Por un lado, despliega todavía más su particular factura en blanco y negro documental abundando en la coyunta entre cuadros, dibujos y recursos murales (por otra parte siempre presentes) que le permiten un amplio registro de las calidades de la imagen, de la historia del arte, la fotografía o el cine a los libros, los lemas de la propaganda y la reproductibilidad técnica, un serio destilado pop. Y por el otro lado, el fundamental realmente, subraya con estas últimas obras la verdadera constante técnica de su pintura que no es otra que contar a través de los cuadros una historia dándole forma de enigma, armado por partes: versiones, referencias, citas, mitos, cargas de profundidad; la historia de todo eso que no se ha dicho (y que se enreda en silencio sobre el tapiz del resto de historias), de eso que queda implícito en las imágenes, su ilusión, y que Chema López -como buen ladrón y copista, parafraseando su ensayo al respecto- maneja en una cuidada selección para abocarnos al pozo profundo del sentido y los límites del lenguaje: lo que no se dice, lo que no se cuenta sino que se muestra, lo que se ha pintado, es el triunfo de la verdad sobre la realidad -sobre los hechos, como escribirá Emilio Renzi en su diario.
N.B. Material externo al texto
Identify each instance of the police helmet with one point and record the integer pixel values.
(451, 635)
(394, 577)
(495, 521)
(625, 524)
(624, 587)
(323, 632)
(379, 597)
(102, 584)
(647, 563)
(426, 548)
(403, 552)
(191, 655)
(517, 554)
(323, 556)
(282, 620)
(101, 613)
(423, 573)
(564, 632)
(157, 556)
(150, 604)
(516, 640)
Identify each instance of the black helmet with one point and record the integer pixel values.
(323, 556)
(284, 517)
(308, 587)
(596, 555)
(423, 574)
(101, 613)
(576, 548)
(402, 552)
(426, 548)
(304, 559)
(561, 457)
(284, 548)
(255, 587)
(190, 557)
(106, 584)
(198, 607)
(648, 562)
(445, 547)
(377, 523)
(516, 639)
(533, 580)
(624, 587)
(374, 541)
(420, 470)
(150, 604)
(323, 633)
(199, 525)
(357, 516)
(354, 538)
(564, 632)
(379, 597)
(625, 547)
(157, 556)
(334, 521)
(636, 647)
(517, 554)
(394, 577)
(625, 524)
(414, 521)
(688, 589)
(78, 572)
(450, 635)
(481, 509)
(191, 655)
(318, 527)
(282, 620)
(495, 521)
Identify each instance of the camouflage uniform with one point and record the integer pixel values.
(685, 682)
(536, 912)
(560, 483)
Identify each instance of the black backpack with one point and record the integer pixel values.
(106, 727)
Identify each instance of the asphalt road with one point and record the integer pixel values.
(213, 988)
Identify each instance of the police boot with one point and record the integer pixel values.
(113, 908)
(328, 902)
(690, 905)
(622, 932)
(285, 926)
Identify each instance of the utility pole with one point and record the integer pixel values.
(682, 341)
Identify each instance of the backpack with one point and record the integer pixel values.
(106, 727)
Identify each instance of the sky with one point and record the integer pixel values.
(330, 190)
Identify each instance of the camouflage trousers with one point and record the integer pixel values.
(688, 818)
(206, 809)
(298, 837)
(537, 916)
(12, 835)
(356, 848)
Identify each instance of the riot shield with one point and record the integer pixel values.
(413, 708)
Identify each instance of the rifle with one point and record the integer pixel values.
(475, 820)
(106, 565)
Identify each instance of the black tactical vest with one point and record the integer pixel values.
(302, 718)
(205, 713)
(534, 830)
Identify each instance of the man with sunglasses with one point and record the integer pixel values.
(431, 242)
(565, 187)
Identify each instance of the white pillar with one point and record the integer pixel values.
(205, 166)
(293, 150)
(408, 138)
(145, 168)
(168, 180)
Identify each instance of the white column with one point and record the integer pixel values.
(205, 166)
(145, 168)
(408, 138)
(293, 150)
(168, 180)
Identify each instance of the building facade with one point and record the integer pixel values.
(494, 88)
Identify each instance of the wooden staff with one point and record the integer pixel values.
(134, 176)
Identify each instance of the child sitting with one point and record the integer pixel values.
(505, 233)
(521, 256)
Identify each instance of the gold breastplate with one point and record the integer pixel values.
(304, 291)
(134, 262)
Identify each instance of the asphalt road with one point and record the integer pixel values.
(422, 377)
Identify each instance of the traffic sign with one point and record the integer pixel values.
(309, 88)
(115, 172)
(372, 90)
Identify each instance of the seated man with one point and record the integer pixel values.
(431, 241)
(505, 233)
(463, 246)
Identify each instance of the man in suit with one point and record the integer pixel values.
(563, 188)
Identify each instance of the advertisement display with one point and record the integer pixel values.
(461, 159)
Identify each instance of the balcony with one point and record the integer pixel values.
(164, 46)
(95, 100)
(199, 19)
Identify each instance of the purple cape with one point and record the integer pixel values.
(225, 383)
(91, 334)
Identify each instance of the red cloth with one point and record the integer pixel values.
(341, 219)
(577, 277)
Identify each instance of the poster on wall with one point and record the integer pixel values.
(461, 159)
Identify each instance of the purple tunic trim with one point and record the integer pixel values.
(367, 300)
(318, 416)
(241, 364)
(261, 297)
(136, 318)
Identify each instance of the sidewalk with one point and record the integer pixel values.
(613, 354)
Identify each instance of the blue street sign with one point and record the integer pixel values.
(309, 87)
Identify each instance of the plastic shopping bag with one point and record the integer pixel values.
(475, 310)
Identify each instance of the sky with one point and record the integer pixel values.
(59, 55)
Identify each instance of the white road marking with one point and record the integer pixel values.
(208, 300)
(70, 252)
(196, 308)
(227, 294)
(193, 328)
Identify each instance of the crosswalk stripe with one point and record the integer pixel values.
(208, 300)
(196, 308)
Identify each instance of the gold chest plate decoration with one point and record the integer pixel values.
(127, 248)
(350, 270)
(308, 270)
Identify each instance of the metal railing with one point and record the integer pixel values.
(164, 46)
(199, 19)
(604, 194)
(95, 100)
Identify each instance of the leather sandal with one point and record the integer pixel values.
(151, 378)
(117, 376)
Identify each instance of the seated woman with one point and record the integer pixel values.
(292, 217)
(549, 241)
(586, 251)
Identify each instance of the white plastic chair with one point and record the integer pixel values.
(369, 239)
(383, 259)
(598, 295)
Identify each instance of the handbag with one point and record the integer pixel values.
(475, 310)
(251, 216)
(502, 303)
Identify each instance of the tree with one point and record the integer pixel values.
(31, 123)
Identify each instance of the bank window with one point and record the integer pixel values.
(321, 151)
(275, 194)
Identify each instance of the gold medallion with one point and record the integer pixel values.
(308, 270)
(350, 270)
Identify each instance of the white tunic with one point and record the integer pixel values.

La verdadera constante técnica en la obra de Chema López es esa, mantener alta la tensión de una intriga que -citando a E. H. Gombrich- nos cuentan las imágenes, todas las versiones del archivo de la Historia. Esa tensión viene siendo continua de cuadro a cuadro, de exposición en exposición (alto voltaje en las últimas entregas), y hace tiempo que ha puesto la pintura de Chema López en un lugar muy relevante de nuestro panorama artístico contemporáneo, sin duda alguna.

Por eso me disculparán que no les cuente la exposición ni el final. Vayan a verla y pongan a prueba los cuadros; vayan a verla como si fueran a ver la película de su vida para acabar mirando directamente al proyector -como si fueran Nicholas Ray-, interrogándose por el poder de las imágenes. Vayan y siéntanse como la liebre paralizada ante la intensa luz de los faros de un coche en medio de la noche más oscura del mundo: un perfecto blanco nocturno.